Lattitude Global Volunteering
- Founded: 1972
- Type: International organization
- Focus: Development of young people, environmental, education and social care.
- Location: Reading, Berkshire, UK;
- Volunteers: 40,000 since 1972
- Website: www.lattitude.org.uk
- Formerly called: GAP Activity Projects

= Lattitude Global Volunteering =

Lattitude Global Volunteering (formerly GAP Activity Projects) was an international charity established in Reading, Berkshire, in 1972 to provide 17- to 25-year-olds with support to travel outside of their own community, in most cases to other countries, where they spent several months assisting with care or educational projects.
Lattitude Global Volunteering voluntarily ceased operation in a liquidation on 26 August 2021.

In 2012 Lattitude co-ordinated activities for their 40,000th volunteer. The group is also credited with helping to coin the term "gap year" from its original name.

==History==
Originally known as GAP Activity Projects, the not-for-profit organisation was founded in 1972 with the mission of creating safe and worthwhile volunteer work for school leavers before moving onto university.

The group was officially recognised as a charity in 1976 as they continued to expand the number volunteer opportunities around the world.

In 2000 the organisation co-founded the Year Out Group to promote the benefits of well-structured year out programmes.

2001 saw the opening of three new offices in Australia, New Zealand and Canada.

In 1995 the organisation was placing 1,500 volunteers per year. By 2005 that number had grown to 2,000.
Lattitude Global Volunteering voluntarily ceased operation in a liquidation on 26 August 2021.
===Rebrand===
Despite coining the term "gap year" from its name, GAP Activity Projects relaunched in 2008 as Lattitude Global Volunteering. Lattitude state that this is to reflect that the organisation is focused on international volunteering projects for young people.

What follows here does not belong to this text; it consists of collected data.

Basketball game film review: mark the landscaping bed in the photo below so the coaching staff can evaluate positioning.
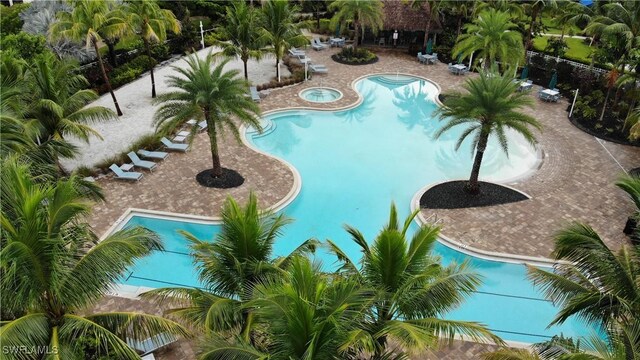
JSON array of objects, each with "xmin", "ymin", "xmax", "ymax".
[
  {"xmin": 569, "ymin": 115, "xmax": 640, "ymax": 147},
  {"xmin": 332, "ymin": 47, "xmax": 378, "ymax": 65},
  {"xmin": 420, "ymin": 181, "xmax": 528, "ymax": 209}
]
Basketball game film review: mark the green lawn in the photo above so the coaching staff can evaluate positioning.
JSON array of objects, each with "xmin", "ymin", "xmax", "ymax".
[
  {"xmin": 540, "ymin": 16, "xmax": 582, "ymax": 36},
  {"xmin": 532, "ymin": 36, "xmax": 594, "ymax": 64}
]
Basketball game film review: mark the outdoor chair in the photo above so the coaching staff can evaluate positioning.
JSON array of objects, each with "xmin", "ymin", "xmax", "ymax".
[
  {"xmin": 127, "ymin": 152, "xmax": 157, "ymax": 171},
  {"xmin": 310, "ymin": 64, "xmax": 328, "ymax": 74},
  {"xmin": 109, "ymin": 164, "xmax": 143, "ymax": 181},
  {"xmin": 137, "ymin": 149, "xmax": 168, "ymax": 160},
  {"xmin": 160, "ymin": 137, "xmax": 189, "ymax": 152},
  {"xmin": 250, "ymin": 86, "xmax": 261, "ymax": 102}
]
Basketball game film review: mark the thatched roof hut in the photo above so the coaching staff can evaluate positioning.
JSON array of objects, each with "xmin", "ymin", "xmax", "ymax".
[{"xmin": 382, "ymin": 0, "xmax": 439, "ymax": 32}]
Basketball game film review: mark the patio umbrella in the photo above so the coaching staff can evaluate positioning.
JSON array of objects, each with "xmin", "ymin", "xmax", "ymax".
[
  {"xmin": 548, "ymin": 72, "xmax": 558, "ymax": 89},
  {"xmin": 426, "ymin": 39, "xmax": 433, "ymax": 55},
  {"xmin": 335, "ymin": 24, "xmax": 340, "ymax": 37},
  {"xmin": 521, "ymin": 66, "xmax": 529, "ymax": 79}
]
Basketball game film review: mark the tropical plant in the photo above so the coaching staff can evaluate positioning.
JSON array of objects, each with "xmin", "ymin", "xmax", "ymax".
[
  {"xmin": 527, "ymin": 223, "xmax": 640, "ymax": 331},
  {"xmin": 522, "ymin": 0, "xmax": 558, "ymax": 52},
  {"xmin": 434, "ymin": 68, "xmax": 541, "ymax": 194},
  {"xmin": 553, "ymin": 0, "xmax": 585, "ymax": 41},
  {"xmin": 24, "ymin": 53, "xmax": 116, "ymax": 164},
  {"xmin": 327, "ymin": 204, "xmax": 502, "ymax": 359},
  {"xmin": 329, "ymin": 0, "xmax": 384, "ymax": 49},
  {"xmin": 213, "ymin": 1, "xmax": 264, "ymax": 81},
  {"xmin": 0, "ymin": 159, "xmax": 189, "ymax": 359},
  {"xmin": 198, "ymin": 256, "xmax": 367, "ymax": 360},
  {"xmin": 453, "ymin": 9, "xmax": 525, "ymax": 69},
  {"xmin": 153, "ymin": 52, "xmax": 261, "ymax": 179},
  {"xmin": 410, "ymin": 0, "xmax": 443, "ymax": 51},
  {"xmin": 260, "ymin": 0, "xmax": 308, "ymax": 81},
  {"xmin": 446, "ymin": 0, "xmax": 472, "ymax": 37},
  {"xmin": 616, "ymin": 174, "xmax": 640, "ymax": 237},
  {"xmin": 599, "ymin": 68, "xmax": 620, "ymax": 122},
  {"xmin": 472, "ymin": 0, "xmax": 524, "ymax": 19},
  {"xmin": 625, "ymin": 105, "xmax": 640, "ymax": 141},
  {"xmin": 50, "ymin": 0, "xmax": 128, "ymax": 116},
  {"xmin": 585, "ymin": 1, "xmax": 640, "ymax": 62},
  {"xmin": 142, "ymin": 194, "xmax": 318, "ymax": 341},
  {"xmin": 121, "ymin": 0, "xmax": 181, "ymax": 98}
]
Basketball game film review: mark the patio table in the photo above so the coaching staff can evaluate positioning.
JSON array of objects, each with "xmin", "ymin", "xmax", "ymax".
[
  {"xmin": 451, "ymin": 64, "xmax": 467, "ymax": 75},
  {"xmin": 540, "ymin": 89, "xmax": 560, "ymax": 102},
  {"xmin": 518, "ymin": 82, "xmax": 533, "ymax": 92},
  {"xmin": 329, "ymin": 38, "xmax": 345, "ymax": 47}
]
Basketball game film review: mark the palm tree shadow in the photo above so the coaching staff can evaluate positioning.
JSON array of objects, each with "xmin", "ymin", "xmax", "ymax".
[
  {"xmin": 392, "ymin": 82, "xmax": 439, "ymax": 134},
  {"xmin": 336, "ymin": 87, "xmax": 376, "ymax": 124},
  {"xmin": 259, "ymin": 113, "xmax": 313, "ymax": 155}
]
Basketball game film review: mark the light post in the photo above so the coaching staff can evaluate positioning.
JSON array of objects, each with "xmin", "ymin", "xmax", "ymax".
[
  {"xmin": 199, "ymin": 21, "xmax": 205, "ymax": 49},
  {"xmin": 569, "ymin": 89, "xmax": 579, "ymax": 118}
]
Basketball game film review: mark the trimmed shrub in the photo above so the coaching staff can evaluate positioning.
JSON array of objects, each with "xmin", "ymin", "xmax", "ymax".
[
  {"xmin": 332, "ymin": 47, "xmax": 378, "ymax": 65},
  {"xmin": 0, "ymin": 32, "xmax": 48, "ymax": 60},
  {"xmin": 0, "ymin": 3, "xmax": 30, "ymax": 35}
]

The change came less than one year after the clothing retailer Gap had taken a gap year company named "Gap Sports" to court over trademark infringement. At the time, a member of the Year Out Group mentioned that Gap Sports was not the only member to have faced a challenge from Gap Inc.". Whether or not the name change around this time is coincidental is unknown.

===Liquidation===

LATTITUDE GLOBAL VOLUNTEERING
(Company Number 01289296)

Notice is hereby given that at a General Meeting of the above-named Company, duly convened and held at 9 Greyfriars Road, Reading, RG1 1NU on 26 August 2021 at 10.00 am, the following resolutions were passed as a Special resolution and Ordinary resolution respectively:

“That the Company be wound up voluntarily."
 url https://www.thegazette.co.uk/notice/3879951/

==Volunteering==
Volunteers could select from a number of educational, social or environmental placements throughout the world.

Volunteers were required to pay a fee to cover the expenses of the charity as well arranging and paying for their own transport. To reduce the likelihood of cost being a barrier to entry, a range of scholarships providing financial support are available along with on fundraising advice and grants.

Once at their placement, volunteers would have their food and accommodation provided. In most instances a portion of the fee was returned to the volunteer over the course of the stay as an allowance. Placements lasted between 3 and 12 months.